Initially, we recognized GRP78 as a putative candidate on mediating the stemness and tumorigenic properties of HN-CICs by differential systemic analyses. Subsequently, cells with GRP78 anchored at the plasma membrane (^memGRP78⁺) exerted cancer stemness properties of self-renewal, differentiation and radioresistance. Of note, xenotransplantation assay indicated merely 100 ^memGRP78⁺ HNSCCs resulted in tumor growth.
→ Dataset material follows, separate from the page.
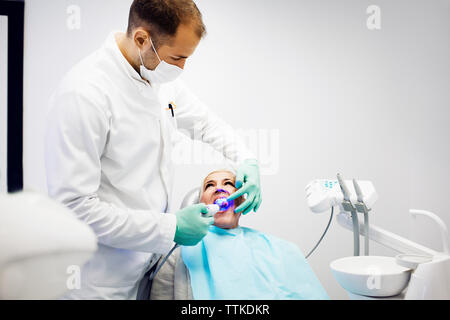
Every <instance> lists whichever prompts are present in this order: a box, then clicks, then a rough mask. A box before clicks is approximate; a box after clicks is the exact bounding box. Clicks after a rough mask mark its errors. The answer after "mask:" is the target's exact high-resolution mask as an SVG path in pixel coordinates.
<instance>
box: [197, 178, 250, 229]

Moreover, knockdown of GRP78 significantly reduced the self-renewal ability, side population cells and expression of stemness genes, but inversely promoted cell differentiation and apoptosis in HN-CICs. Targeting GRP78 also lessened tumorigenicity of HN-CICs both in vitro and in vivo. Clinically, co-expression of GRP78 and Nanog predicted the worse survival prognosis of HNSCC patients by immunohistochemical analyses. Finally, depletion of GRP78 in HN-CICs induced the expression of Bax, Caspase 3, and PTEN.

Conclusions

In summary, ^memGRP78 should be a novel surface marker for isolation of HN-CICs, and targeting GRP78 signaling might be a potential therapeutic strategy for HNSCC through eliminating HN-CICs.